- By Paula Span © 2018 New York Times
When Ann Vandervelde visited her primary care doctor in August, he had something new to show her.
Dr. Barak Gaster, an internist at the University of Washington, had spent three years working with specialists in geriatrics, neurology, palliative care and psychiatry to come up with a five-page document that he calls a dementia-specific advance directive.
In simple language, it maps out the effects of mild, moderate and severe dementia, and asks patients to specify which medical interventions they would want — and not want — at each phase of the illness.
“Patients stumble into the advanced stage of dementia before anyone identifies it and talks to them about what’s happening,” Gaster told me. “At what point, if ever, would they not want medical interventions to keep them alive longer? A lot of people have strong opinions about this, but it’s hard to figure out how to let them express them as the disease progresses.”
One of those with strong opinions, it happens, was Vandervelde, 71, an abstract painter in Seattle. Her father had died of dementia years before, in a nursing home after her mother could no longer care for him at home. Vandervelde had also spent time with dementia patients as a hospice volunteer.
Further, caring for her mother in her final year, Vandervelde had seen how family conflicts could flare over medical decisions. “I was not going to leave that choice to my children if I could spare them that,” she said.
So when Gaster explained his directive, “it just made so much sense,” Vandervelde said. “While I could make these decisions, why not make them? I filled it out right there.”
Like a growing number of Americans over age 60, she already had a standard advance directive, designating a decision-maker (her husband) to direct her medical care if she became incapacitated.
Not all experts are convinced another directive is needed. But as Gaster and his co-authors recently argued in the journal JAMA, the usual forms do not provide much help with dementia.
“The standard advance directives tend to focus on things like a ‘permanent coma’ or a ‘persistent vegetative state,’” Gaster said. “Most of the time, they apply to a person with less than six months to live.”
Although it is a terminal disease, dementia often intensifies slowly, over many years. The point at which dementia patients can no longer direct their own care is not predictable or obvious.
Moreover, patients’ goals and preferences might well change over time. In the early stage, life may remain enjoyable and rewarding despite memory problems or difficulties with daily tasks.
“They have potentially many years in which they wouldn’t want a directive that says ‘do not resuscitate,’” Gaster said. But if severe dementia leaves them bedridden, unresponsive and dependent, they might feel differently — yet no longer be able to say so.
Whereas a persistent vegetative state occurs rarely, Gaster tells his patients, dementia strikes far more commonly.
How commonly? That is not a simple question to answer.
Researchers often cite the long-term Framingham study, which in 1997 estimated the lifetime risk at age 65 as 10.9 percent for men and 12 percent for women.
But that study’s participants were overwhelmingly white. Among the populations facing higher dementia rates are African-Americans, Dr. Murali Doraiswamy, a Duke University neuroscientist, pointed out.
Last year, the journal Demography published a more representative model, estimating that for the cohort born in 1940, the lifetime risk at age 70 was 30.8 percent for men and 37.4 percent for women.
Gaster tells patients that “somewhere between 20 and 30 percent of us will at some point develop dementia.”
During the past year, as patients turn 65 and qualify for Medicare — which covers a visit to discuss advance care planning — he has offered them his dementia-specific directive, intended to supplement their other directives.
For each stage of dementia, the patient can choose among four options. “Full efforts to prolong my life” and “comfort-oriented care only, focused on relieving suffering” represent two ends of the spectrum.
Patients can also opt for lifesaving treatments — except when their hearts stop or they cannot breathe on their own, precluding resuscitation or ventilators.
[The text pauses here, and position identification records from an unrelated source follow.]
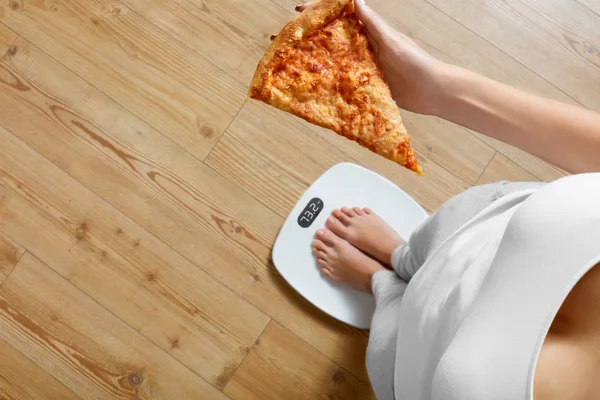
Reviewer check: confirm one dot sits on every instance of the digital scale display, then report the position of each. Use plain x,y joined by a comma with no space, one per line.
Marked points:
310,212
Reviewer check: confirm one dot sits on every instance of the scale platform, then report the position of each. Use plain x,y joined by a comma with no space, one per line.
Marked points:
349,185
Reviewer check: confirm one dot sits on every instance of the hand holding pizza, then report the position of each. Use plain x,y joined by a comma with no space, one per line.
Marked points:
414,76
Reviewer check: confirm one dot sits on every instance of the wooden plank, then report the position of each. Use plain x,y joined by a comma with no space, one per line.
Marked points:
10,253
502,168
283,155
140,279
85,347
557,39
190,207
593,5
451,42
7,36
542,170
174,89
273,370
22,379
239,32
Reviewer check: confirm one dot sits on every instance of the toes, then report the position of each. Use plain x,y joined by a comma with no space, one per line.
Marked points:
328,237
323,266
349,212
358,211
328,274
319,245
341,216
336,226
319,254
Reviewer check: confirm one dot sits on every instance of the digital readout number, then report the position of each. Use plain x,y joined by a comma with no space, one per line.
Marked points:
310,212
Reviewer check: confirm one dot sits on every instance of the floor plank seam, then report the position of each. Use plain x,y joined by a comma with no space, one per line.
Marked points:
10,48
587,7
224,132
134,10
150,233
368,383
112,99
246,356
39,366
16,264
486,167
118,318
505,53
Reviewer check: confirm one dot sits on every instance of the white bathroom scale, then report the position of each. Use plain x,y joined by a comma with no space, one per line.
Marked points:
343,185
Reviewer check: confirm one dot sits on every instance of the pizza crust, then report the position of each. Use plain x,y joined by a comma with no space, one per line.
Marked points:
317,15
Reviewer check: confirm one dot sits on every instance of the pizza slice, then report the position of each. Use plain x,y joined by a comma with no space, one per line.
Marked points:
321,68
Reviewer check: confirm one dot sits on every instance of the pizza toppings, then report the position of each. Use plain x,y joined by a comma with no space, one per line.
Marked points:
329,76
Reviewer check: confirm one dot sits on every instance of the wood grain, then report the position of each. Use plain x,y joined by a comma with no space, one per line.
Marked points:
557,39
85,347
175,90
593,5
445,38
283,151
22,379
273,370
7,36
542,170
207,219
145,192
122,266
239,30
502,168
10,253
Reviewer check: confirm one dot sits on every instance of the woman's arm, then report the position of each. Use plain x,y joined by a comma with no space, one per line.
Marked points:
562,134
565,135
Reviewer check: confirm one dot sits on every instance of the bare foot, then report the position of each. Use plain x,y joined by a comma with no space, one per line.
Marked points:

Or they can opt to receive care where they live but avoid hospitalization. “For someone who doesn’t understand what’s happening, going to an ER or being hospitalized can be really traumatic,” Gaster said. The experience can lead to delirium and other setbacks.
So far, 50 to 60 patients have filled out the form. A few have declined his offer to discuss dementia; others “nod and thank me and take it home and never mail it back.”
But most appreciate the overture, Gaster said, especially if family members have experienced dementia. “It’s something they think and worry about, and they welcome the idea because they do have clear wishes.” In that case, he adds the completed form to their medical records.
Ellen Goodman, founder of the Conversation Project (whose dementia-related kit similarly presents choices at different stages), pointed out that the new form represents a patient-doctor agreement.
“We need to have families involved,” she said. “No checklist on earth is going to cover everything you encounter. Most important is the conversation with the decision-maker. That person has to understand what you value and what’s important to you.”
Dr. Rebecca Sudore, a geriatrician and palliative care specialist at the University of California, San Francisco, agreed. Her effort — Prepare for Your Care, an online guide — encourages users to incorporate their reasons for various decisions. “At the bedside, the ‘why’ is very important,” she said.
Both the Conversation Project and Prepare for Your Care provide links to the advance directive/durable power-of-attorney forms legal in each state.